The Hula students obediently lined up into two rows – most children up front, adults behind them – in a grassy, sunny area of the Napa Valley Expo on Saturday. This was the ninth annual Napa Valley Aloha Festival, and these girls, many in floral dresses and with flowers in their hair, were prepared to learn something new.
“This is going to be a fun dance,” Char said. “We’re going to start with some steps.”
Char explained how in Hula, dancers tell the story of the song with their hands. The song she was teaching, “Ulupalakua,” was about a cowboy riding his horse up a mountain in Maui, Char said. She taught the girls to put their arms toward the sky for “mountain,” out flat for “land,” and together in front of them for “horsey.” The song also talks about fragrant flowers, she said, as she had her students mime putting on lei and pass their hands across their noses as if they could smell the scent of the flowers.
“If you want, you can move your hips a little bit,” she said, causing some laughter among the adults. Char told the children, or keiki, that their fingers should stay together because each finger is part of a family and “family do not get left behind.”
The students followed her instruction closely, trying to stay in pace with each other and Auntie Char, as the song, or mele, played in the background.
After practicing the dance in parts, then a few times all at once, the students had it down and the workshop was over. Upon request, the keiki ran up to Auntie Char for a group hug.
“I really love working with kids,” Char said. A teacher has to show them what they know as well as teach them how to be humble and that everything comes from the heart, she said.
“It was really good,” said Julie Crawford whose daughter, 4-year-old Callie, was decked out in a pink, plastic grass skirt, a pink floral tube top, lei and a boa. Callie picked out the outfit herself, Crawford said, and even dressed herself.
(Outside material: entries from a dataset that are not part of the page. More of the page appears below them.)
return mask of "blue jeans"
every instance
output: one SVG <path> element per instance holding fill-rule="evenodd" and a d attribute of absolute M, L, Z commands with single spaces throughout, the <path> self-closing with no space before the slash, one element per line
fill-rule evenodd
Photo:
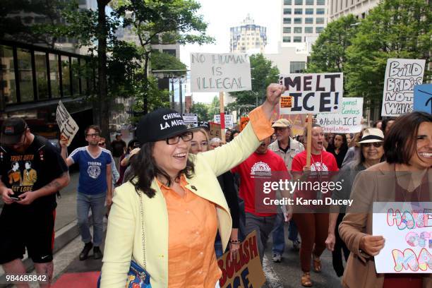
<path fill-rule="evenodd" d="M 273 254 L 284 253 L 285 250 L 285 219 L 283 213 L 277 213 L 276 216 L 276 221 L 275 222 L 275 227 L 272 232 L 272 238 L 273 239 L 273 247 L 272 251 Z M 291 241 L 298 240 L 299 232 L 297 231 L 297 227 L 296 226 L 294 221 L 289 221 L 289 226 L 288 227 L 288 239 Z"/>
<path fill-rule="evenodd" d="M 78 193 L 76 197 L 76 215 L 78 217 L 78 229 L 81 234 L 81 240 L 84 243 L 92 241 L 88 222 L 88 212 L 92 210 L 93 221 L 93 244 L 99 246 L 102 244 L 104 234 L 104 216 L 105 215 L 106 193 L 96 195 L 87 195 Z"/>

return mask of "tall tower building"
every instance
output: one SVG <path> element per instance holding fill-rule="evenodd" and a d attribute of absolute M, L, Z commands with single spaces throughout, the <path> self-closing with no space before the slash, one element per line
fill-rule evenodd
<path fill-rule="evenodd" d="M 230 28 L 229 51 L 232 53 L 263 53 L 267 45 L 267 28 L 255 25 L 248 14 L 240 26 Z"/>
<path fill-rule="evenodd" d="M 307 49 L 308 44 L 315 42 L 327 25 L 326 4 L 329 0 L 281 1 L 281 46 L 303 46 Z"/>
<path fill-rule="evenodd" d="M 369 10 L 376 6 L 378 0 L 328 0 L 328 21 L 354 14 L 358 19 L 364 19 Z"/>

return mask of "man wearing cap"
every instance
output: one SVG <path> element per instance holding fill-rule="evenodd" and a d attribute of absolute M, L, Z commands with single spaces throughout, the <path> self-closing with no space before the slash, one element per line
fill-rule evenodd
<path fill-rule="evenodd" d="M 291 123 L 287 119 L 281 118 L 272 125 L 277 140 L 271 143 L 268 148 L 280 156 L 285 162 L 288 171 L 291 171 L 291 164 L 295 155 L 304 150 L 304 146 L 300 142 L 291 138 Z M 272 232 L 273 239 L 273 262 L 280 262 L 285 248 L 284 215 L 280 211 L 277 213 L 275 229 Z M 300 241 L 297 227 L 294 221 L 289 221 L 289 234 L 288 239 L 292 241 L 292 246 L 299 250 Z"/>
<path fill-rule="evenodd" d="M 120 157 L 126 152 L 126 144 L 121 139 L 121 134 L 116 134 L 116 139 L 111 143 L 111 149 L 112 150 L 112 157 L 116 163 L 116 169 L 120 170 Z"/>
<path fill-rule="evenodd" d="M 0 143 L 0 195 L 6 204 L 0 215 L 0 264 L 7 275 L 25 274 L 20 259 L 27 248 L 37 273 L 50 280 L 55 194 L 69 184 L 68 167 L 56 148 L 30 133 L 20 118 L 3 123 Z"/>
<path fill-rule="evenodd" d="M 76 214 L 78 229 L 84 248 L 80 253 L 80 260 L 85 260 L 93 248 L 93 258 L 102 257 L 100 246 L 104 233 L 104 204 L 109 208 L 112 199 L 112 156 L 109 150 L 99 146 L 101 130 L 96 125 L 90 125 L 85 130 L 85 140 L 88 145 L 74 150 L 66 157 L 66 142 L 60 141 L 61 157 L 66 164 L 78 163 L 80 167 L 78 193 L 76 197 Z M 93 242 L 90 232 L 88 212 L 92 210 L 93 220 Z"/>

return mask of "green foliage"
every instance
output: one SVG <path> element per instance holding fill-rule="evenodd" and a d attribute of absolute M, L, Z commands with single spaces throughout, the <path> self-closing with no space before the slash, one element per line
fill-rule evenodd
<path fill-rule="evenodd" d="M 251 71 L 252 90 L 230 92 L 229 94 L 236 99 L 236 106 L 255 105 L 257 97 L 258 104 L 260 104 L 265 95 L 267 86 L 278 80 L 279 69 L 272 66 L 272 61 L 266 59 L 262 54 L 251 56 L 249 61 L 252 68 Z"/>
<path fill-rule="evenodd" d="M 426 59 L 427 69 L 432 12 L 424 0 L 385 0 L 370 11 L 358 30 L 347 49 L 346 85 L 350 95 L 363 96 L 371 106 L 378 105 L 389 58 Z M 425 71 L 425 82 L 431 74 Z"/>
<path fill-rule="evenodd" d="M 198 121 L 210 121 L 212 119 L 208 116 L 208 105 L 203 103 L 194 103 L 191 108 L 191 113 L 198 114 Z"/>
<path fill-rule="evenodd" d="M 347 48 L 357 30 L 357 21 L 349 14 L 328 23 L 312 46 L 307 73 L 343 71 Z"/>
<path fill-rule="evenodd" d="M 152 70 L 186 70 L 186 66 L 176 57 L 158 52 L 152 52 L 150 54 L 150 66 Z M 185 74 L 186 71 L 174 73 L 176 77 Z"/>

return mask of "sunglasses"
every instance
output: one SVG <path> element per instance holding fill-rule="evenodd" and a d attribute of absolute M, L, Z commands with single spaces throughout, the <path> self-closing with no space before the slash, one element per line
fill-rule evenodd
<path fill-rule="evenodd" d="M 382 142 L 373 142 L 372 143 L 361 143 L 362 147 L 371 147 L 373 145 L 376 148 L 379 148 L 383 145 Z"/>
<path fill-rule="evenodd" d="M 169 138 L 167 138 L 165 140 L 167 141 L 167 144 L 174 145 L 180 142 L 180 138 L 181 138 L 181 139 L 184 142 L 188 142 L 192 140 L 192 138 L 193 138 L 193 133 L 192 133 L 192 132 L 186 132 L 181 135 L 177 135 L 176 136 L 169 137 Z"/>

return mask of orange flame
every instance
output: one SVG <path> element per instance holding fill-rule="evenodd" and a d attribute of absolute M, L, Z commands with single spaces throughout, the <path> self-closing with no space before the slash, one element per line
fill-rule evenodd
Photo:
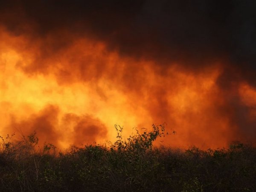
<path fill-rule="evenodd" d="M 32 40 L 0 29 L 1 135 L 35 131 L 42 142 L 67 148 L 113 141 L 116 124 L 127 136 L 133 127 L 166 122 L 177 133 L 165 137 L 166 145 L 221 147 L 239 138 L 218 85 L 223 64 L 196 72 L 160 66 L 85 37 L 55 51 L 42 48 L 55 36 Z M 255 121 L 256 91 L 246 84 L 237 89 Z"/>

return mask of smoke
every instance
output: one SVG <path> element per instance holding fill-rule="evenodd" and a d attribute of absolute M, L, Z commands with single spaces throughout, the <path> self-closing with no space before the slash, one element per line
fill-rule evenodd
<path fill-rule="evenodd" d="M 237 0 L 1 2 L 0 102 L 12 114 L 30 106 L 38 117 L 15 126 L 45 130 L 40 137 L 55 144 L 113 139 L 115 123 L 165 122 L 180 134 L 168 144 L 253 142 L 255 8 Z M 58 115 L 65 120 L 49 117 Z M 70 139 L 59 135 L 65 126 Z"/>

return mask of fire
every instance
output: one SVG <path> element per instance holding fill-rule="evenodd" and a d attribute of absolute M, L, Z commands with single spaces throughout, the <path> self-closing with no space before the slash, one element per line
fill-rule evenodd
<path fill-rule="evenodd" d="M 236 139 L 239 128 L 218 84 L 221 63 L 193 72 L 179 64 L 163 66 L 86 37 L 71 36 L 56 51 L 42 48 L 56 38 L 32 40 L 0 28 L 1 135 L 35 131 L 41 144 L 63 148 L 113 141 L 116 124 L 128 136 L 134 127 L 165 122 L 167 131 L 177 132 L 165 137 L 166 145 L 221 147 Z M 237 91 L 255 121 L 255 90 L 241 84 Z"/>

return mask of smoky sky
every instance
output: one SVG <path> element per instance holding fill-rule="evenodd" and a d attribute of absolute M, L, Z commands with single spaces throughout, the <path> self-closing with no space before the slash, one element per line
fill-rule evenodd
<path fill-rule="evenodd" d="M 188 61 L 195 67 L 225 58 L 243 71 L 256 69 L 253 0 L 10 0 L 0 7 L 1 23 L 17 35 L 63 29 L 161 64 Z"/>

The family recently returned from a trip to Hawaii, where Callie already started to learn to hula.
Two other students — Kayley Chin, 7, and Alyssa Ng, 6 — didn’t have any experience doing the Hula before the workshop, but both said afterward that they liked it.
“It’s cool,” Kayley said. She and Alyssa agreed that their favorite move was the mountain.
The Aloha Festival offered other workshops, including a ukulele class, praise Hula, hot Hula fitness, and Hawaiian language. Hula dances and performances went on throughout the day starting at 9:45 a.m. and ending at 6 p.m.
The festival, which continues Sunday, grows each year, said Jessica Luthi, festival coordinator. Luthi expected 15,000 people by the end of the day on Saturday – 5,000 more than last year. This is only the second year the Aloha Festival has been a two-day event, but it seemed to be going great, she said.
“Everybody seems to be enjoying themselves.”
Alec Van Alst said that his favorite things at the festival were the dancing and the food.
“I love it,” he said. “It’s a touch of home.”
There were more than 30 foods scheduled to be at the event, several of which were serving Hawaiian food items like shaved ice, tropical fruit freezes, pork dishes, and Hawaiian donuts.
When asked what her favorite was, Malia Swanson said “You have to try it all.” Swanson frequents Hawaiian festivals in both Napa and San Francisco and, although Napa’s is smaller, she said “It’s nice.”
Gemma Alvior, designer of Gemz Creationz, said that she has been a vendor at the festival – and in the same spot – for the last four years.
“This is my annual event.” Alvior is a designer who lives in Hawaii, but is from Fairfield. Coming back to the area for the Aloha Festival has allowed her to catch up with old friends and classmates, she said.
“I fly all the way from Maui,” she said.
Hosted by the Manaleo Hawaiian Cultural Foundation, the event continues on Sunday from 9:45 a.m. until 4 p.m. Admission is free.